I have an autoimmune condition called Sjogren’s Syndrome. For those of you who don’t know, autoimmune disorders are defined as those in which the body mistakes some part of itself as an illness, and essentially attacks itself. Lupus, rheumatoid arthritis, Hashimoto’s – these are all autoimmune diseases. Sjogren’s is a weird one that I was diagnosed with some years ago. Although the symptoms can vary from patient to patient, its primary feature is that it causes dryness, especially of the mouth and eyes.

I was told by the rheumatology practice that diagnosed me that I would likely need to see them at least twice a year for the rest of my life. Because although the outlook for most Sjogren’s patients is very good, if left unmonitored it can also cause, you know, organ failure. Ack! Well, I did some research and decided that if I felt good, and there was nothing disturbing in my bloodwork, it was probably safe to skip some of those regular visits. I remember talking to the APRN and she agreed that as long as my antibody levels were being monitored regularly, regular visits on the calendar were less necessary than simply remembering to be aware of the condition and to call if anything was wrong.

I actually wasn't aware that this month was Autoimmune Diseases Awareness Month!

Another thing I remember her saying was “Let us know if you get pregnant.” So, in 2009, when I was feeling ok but did in fact become pregnant, I made that call. There was some back and forth about which herbal remedies I could continue, whether I should take baby aspirin to reduce the risk of miscarriage, etc., but my questions were answered by the staff who called me back, and I am certain that no one told me to come in for an appointment.

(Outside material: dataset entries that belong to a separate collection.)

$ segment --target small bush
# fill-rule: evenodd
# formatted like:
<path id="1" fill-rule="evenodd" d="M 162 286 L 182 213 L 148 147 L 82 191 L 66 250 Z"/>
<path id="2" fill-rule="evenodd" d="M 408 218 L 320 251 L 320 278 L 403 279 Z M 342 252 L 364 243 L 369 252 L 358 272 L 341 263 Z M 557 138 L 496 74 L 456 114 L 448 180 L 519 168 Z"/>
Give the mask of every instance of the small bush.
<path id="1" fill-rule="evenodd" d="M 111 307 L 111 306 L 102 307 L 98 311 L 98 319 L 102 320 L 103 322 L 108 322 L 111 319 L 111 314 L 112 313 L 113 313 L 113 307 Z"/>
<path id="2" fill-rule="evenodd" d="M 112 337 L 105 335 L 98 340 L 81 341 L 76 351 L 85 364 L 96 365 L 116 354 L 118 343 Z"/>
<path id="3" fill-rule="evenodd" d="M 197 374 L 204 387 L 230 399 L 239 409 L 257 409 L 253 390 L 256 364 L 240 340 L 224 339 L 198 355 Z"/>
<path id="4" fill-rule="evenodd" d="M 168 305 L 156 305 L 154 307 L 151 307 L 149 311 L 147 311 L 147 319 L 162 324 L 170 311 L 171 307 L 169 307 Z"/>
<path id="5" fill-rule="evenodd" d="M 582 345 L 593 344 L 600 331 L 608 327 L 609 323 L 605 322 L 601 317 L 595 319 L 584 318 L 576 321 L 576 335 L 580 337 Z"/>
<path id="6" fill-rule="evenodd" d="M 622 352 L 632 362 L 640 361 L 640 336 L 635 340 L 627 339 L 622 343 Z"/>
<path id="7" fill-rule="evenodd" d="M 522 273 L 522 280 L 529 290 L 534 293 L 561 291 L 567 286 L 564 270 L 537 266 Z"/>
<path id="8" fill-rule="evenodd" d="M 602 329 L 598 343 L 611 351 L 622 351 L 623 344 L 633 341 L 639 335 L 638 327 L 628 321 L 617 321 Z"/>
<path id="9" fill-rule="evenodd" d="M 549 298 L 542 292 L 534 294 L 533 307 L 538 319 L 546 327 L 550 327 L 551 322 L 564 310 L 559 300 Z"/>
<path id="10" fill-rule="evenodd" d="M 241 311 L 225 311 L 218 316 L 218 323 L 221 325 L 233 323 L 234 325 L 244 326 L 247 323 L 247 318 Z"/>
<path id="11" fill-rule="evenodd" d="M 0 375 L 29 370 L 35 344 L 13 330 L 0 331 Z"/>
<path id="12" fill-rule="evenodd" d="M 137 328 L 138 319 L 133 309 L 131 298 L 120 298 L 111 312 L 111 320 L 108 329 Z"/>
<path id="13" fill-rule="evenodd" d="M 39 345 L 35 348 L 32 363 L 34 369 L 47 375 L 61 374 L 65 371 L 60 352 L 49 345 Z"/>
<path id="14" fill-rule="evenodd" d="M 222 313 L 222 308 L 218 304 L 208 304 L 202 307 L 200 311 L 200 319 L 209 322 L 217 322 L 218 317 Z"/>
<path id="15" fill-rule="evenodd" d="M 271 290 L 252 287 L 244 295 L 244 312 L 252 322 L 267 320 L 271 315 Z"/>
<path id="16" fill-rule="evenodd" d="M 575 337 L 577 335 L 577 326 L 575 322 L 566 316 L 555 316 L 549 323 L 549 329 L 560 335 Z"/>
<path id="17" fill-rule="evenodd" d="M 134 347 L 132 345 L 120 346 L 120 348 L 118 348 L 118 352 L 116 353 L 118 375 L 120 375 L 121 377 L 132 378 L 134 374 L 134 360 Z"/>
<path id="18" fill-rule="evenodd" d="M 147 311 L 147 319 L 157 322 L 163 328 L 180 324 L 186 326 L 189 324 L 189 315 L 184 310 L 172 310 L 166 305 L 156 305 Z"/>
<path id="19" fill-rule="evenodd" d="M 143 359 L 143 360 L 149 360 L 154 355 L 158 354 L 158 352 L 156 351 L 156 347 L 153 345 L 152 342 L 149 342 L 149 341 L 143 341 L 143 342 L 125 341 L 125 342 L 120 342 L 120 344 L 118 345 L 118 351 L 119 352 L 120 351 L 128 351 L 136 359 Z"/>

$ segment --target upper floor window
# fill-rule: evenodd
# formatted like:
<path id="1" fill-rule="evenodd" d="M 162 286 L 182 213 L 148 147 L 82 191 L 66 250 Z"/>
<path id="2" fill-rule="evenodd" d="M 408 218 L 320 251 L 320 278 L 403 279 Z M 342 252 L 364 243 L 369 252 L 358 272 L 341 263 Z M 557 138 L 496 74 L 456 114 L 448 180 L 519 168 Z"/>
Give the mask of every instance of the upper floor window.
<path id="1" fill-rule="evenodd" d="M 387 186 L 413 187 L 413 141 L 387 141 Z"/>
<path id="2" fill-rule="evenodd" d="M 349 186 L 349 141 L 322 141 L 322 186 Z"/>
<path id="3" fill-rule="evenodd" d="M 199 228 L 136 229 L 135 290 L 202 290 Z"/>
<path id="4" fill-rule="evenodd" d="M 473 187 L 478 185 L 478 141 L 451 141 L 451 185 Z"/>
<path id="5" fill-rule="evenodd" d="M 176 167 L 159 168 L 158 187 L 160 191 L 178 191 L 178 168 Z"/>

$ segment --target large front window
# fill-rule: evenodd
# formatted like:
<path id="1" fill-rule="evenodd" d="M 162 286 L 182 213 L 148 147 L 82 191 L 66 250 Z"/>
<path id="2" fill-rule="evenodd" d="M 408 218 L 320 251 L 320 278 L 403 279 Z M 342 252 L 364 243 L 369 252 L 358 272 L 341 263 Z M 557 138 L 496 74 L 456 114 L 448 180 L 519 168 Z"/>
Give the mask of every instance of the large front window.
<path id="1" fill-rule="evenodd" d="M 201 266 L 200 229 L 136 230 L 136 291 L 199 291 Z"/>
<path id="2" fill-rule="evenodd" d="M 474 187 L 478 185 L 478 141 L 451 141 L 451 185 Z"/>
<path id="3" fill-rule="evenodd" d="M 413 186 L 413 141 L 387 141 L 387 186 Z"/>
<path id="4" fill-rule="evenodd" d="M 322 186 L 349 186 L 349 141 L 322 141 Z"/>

Flash forward to this pregnancy, 3 years later. I haven’t gone back to the doctor because I didn’t feel it was necessary – until now. I have generally felt crappy and my midwife thought it would be good to have the rheumatologist look at some new bloodwork. So I did that. I expected to be lectured a bit for not coming in sooner.

I was not expecting to be told that pregnant women with heightened levels of Ro antibody — like myself — are potentially at risk of having a baby with a heart blockage caused by a condition referred to as neonatal lupus. I also was not expecting to be told that when I was first pregnant, I should have seen a neonatologist for an echocardiogram to determine whether a blockage could be found in the baby’s heart, sometime between 16 and 18 weeks, so that treatment could begin.

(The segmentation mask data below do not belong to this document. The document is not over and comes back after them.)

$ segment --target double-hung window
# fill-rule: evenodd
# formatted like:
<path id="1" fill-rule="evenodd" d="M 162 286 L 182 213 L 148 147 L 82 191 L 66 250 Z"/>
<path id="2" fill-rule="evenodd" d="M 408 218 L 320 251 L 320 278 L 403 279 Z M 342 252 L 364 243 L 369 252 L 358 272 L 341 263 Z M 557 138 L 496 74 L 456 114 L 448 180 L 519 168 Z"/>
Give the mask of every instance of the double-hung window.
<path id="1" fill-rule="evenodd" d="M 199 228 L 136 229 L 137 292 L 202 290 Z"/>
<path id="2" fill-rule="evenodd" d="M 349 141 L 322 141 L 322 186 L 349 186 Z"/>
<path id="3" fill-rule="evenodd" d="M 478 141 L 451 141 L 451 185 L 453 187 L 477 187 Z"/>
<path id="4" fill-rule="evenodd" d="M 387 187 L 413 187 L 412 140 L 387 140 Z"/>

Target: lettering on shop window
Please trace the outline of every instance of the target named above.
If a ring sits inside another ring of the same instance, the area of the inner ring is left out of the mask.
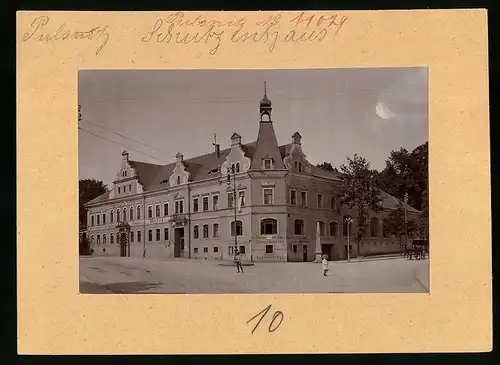
[[[269,304],[266,308],[264,308],[263,310],[261,310],[259,313],[257,313],[255,316],[253,316],[252,318],[250,318],[246,323],[250,323],[252,322],[255,318],[257,318],[258,316],[260,316],[259,320],[257,321],[257,324],[255,325],[255,327],[252,329],[252,335],[253,333],[255,332],[255,330],[259,327],[260,325],[260,322],[262,322],[262,320],[264,319],[264,317],[267,315],[267,313],[271,310],[271,304]],[[273,317],[271,319],[271,321],[269,322],[269,326],[267,328],[267,330],[269,332],[274,332],[278,329],[278,327],[281,325],[281,323],[283,322],[283,312],[281,311],[276,311],[274,312],[273,314]],[[278,320],[278,322],[276,322]]]

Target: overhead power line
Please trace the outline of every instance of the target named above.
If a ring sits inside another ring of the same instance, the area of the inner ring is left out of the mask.
[[[134,151],[134,152],[137,152],[137,153],[140,153],[141,155],[145,155],[145,156],[151,157],[151,158],[155,159],[156,161],[160,161],[160,162],[162,162],[162,163],[164,163],[164,164],[167,164],[167,163],[168,163],[168,162],[166,162],[166,161],[163,161],[163,160],[159,159],[158,157],[155,157],[155,156],[150,155],[149,153],[145,153],[145,152],[142,152],[142,151],[136,150],[136,149],[134,149],[134,148],[131,148],[131,147],[129,147],[129,146],[125,146],[125,145],[123,145],[123,144],[121,144],[121,143],[119,143],[119,142],[113,141],[113,140],[111,140],[111,139],[109,139],[109,138],[106,138],[106,137],[100,136],[100,135],[95,134],[95,133],[93,133],[93,132],[91,132],[91,131],[88,131],[88,130],[86,130],[86,129],[83,129],[82,127],[78,127],[78,129],[79,129],[79,130],[81,130],[82,132],[85,132],[85,133],[91,134],[91,135],[93,135],[94,137],[104,139],[104,140],[106,140],[106,141],[108,141],[108,142],[111,142],[111,143],[114,143],[114,144],[116,144],[116,145],[118,145],[118,146],[124,147],[124,148],[126,148],[126,149],[129,149],[129,150]]]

What happens if the heart block is left untreated? I’m not feeling all that creative so I will quote from the link above: “The prognosis for the child with heart block is generally good. Still, the heart block is permanent, and in some cases the condition is fatal. In the author’s experience with 113 such children, 22 (19 percent) died. The majority of the deaths were very early in life when the infants were less than 3 months old.”

My doctor actually apologized to me for the fact that his staff had not alerted me to make an appointment to discuss this when I was first pregnant. However, he noted that the risk that the baby will have a heart block actually drops after a first pregnancy with no such consequence. At this point, I am 31 weeks into my second pregnancy, and chances are that everything is fine, but it is up to me to decide whether to do the screening this time around.

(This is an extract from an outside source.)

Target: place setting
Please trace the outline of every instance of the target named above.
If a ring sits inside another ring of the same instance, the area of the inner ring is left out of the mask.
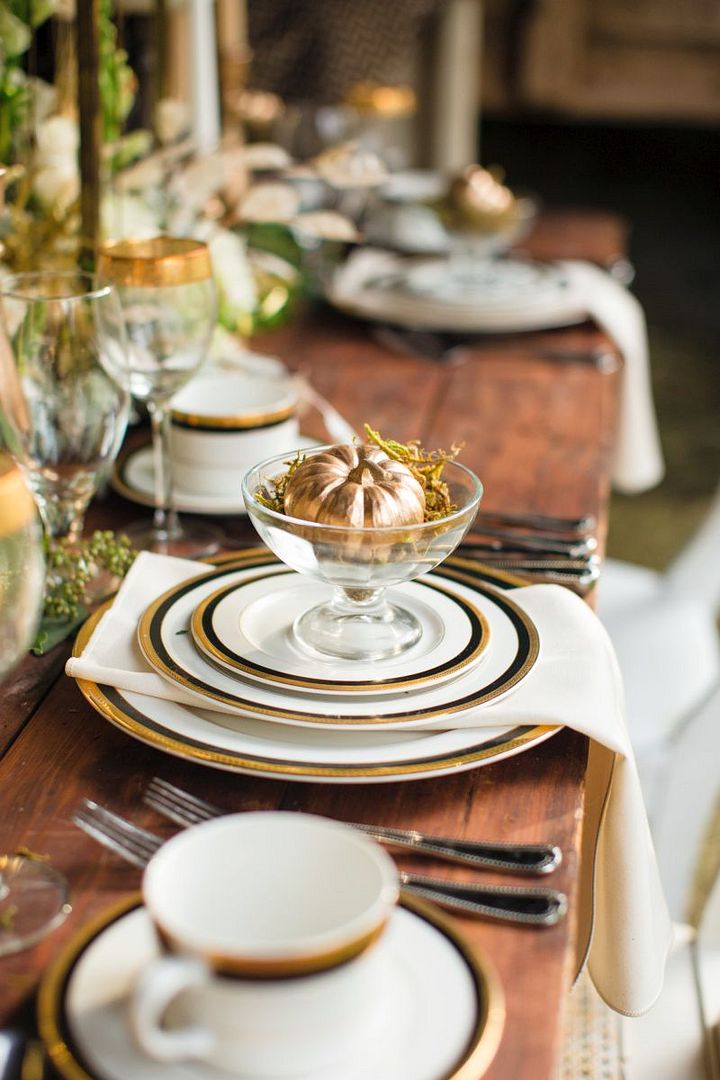
[[[376,471],[392,465],[413,494],[419,488],[377,446],[320,449],[303,455],[303,464],[315,470],[327,458],[347,479],[348,455],[356,469],[358,462]],[[162,724],[189,756],[211,753],[226,767],[262,771],[262,749],[270,774],[286,768],[295,778],[338,781],[442,772],[457,767],[458,750],[469,767],[549,737],[554,729],[536,723],[498,723],[479,737],[446,722],[511,693],[539,654],[535,623],[508,595],[503,575],[445,559],[477,510],[477,478],[448,462],[457,500],[449,516],[401,531],[358,528],[300,521],[258,501],[259,485],[281,475],[287,460],[261,463],[244,482],[251,519],[268,543],[277,538],[275,553],[236,553],[202,573],[196,564],[138,557],[68,665],[96,707],[116,722],[124,713],[120,722],[135,732],[139,723],[146,738]],[[350,491],[353,482],[341,487]],[[148,606],[150,579],[161,591]],[[390,603],[385,582],[397,582]],[[127,659],[119,623],[130,631]],[[138,646],[149,666],[131,674]],[[106,648],[114,670],[104,667]]]
[[[246,812],[143,850],[142,895],[71,938],[43,980],[62,1076],[460,1080],[495,1056],[493,968],[357,830]],[[336,876],[346,888],[319,889]]]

For reasons that are not all that interesting to go into here, there was some back and forth over whether I should go to Yale or UConn for the screening, and I ended up with the number for the UConn High Risk people and calling today. Well, it seems they won’t let patients schedule appointments directly, and my OB has to do it. Except in my case, I don’t have an OB but a homebirth midwife. Will they let her schedule the appointment? Why did my rheumatologist just give me the number then? Is this more hassle than it’s worth?

More importantly … is the very minimal risk that something may be wrong worth the agony of learning about it … only to find out, possibly, that I’m too far into this pregnancy to do anything about it?

The words I just typed kind of make me sick. Whenever I bring this up to someone, I start by saying cheerfully, “But the risk is so incredibly low!” But in a moment of quiet reflection, yes, I am worried. I am, in a way, grateful that I did NOT know about this issue during my first pregnancy, when I was blissfully ignorant and gave birth to a healthy, beautiful baby without fear.

So what say you, gentle reader? Yea or nay on the test? I am leaning toward getting it, for what I’m SURE will be the relief that nothing is wrong, just like statistics say. What would you do if you were me?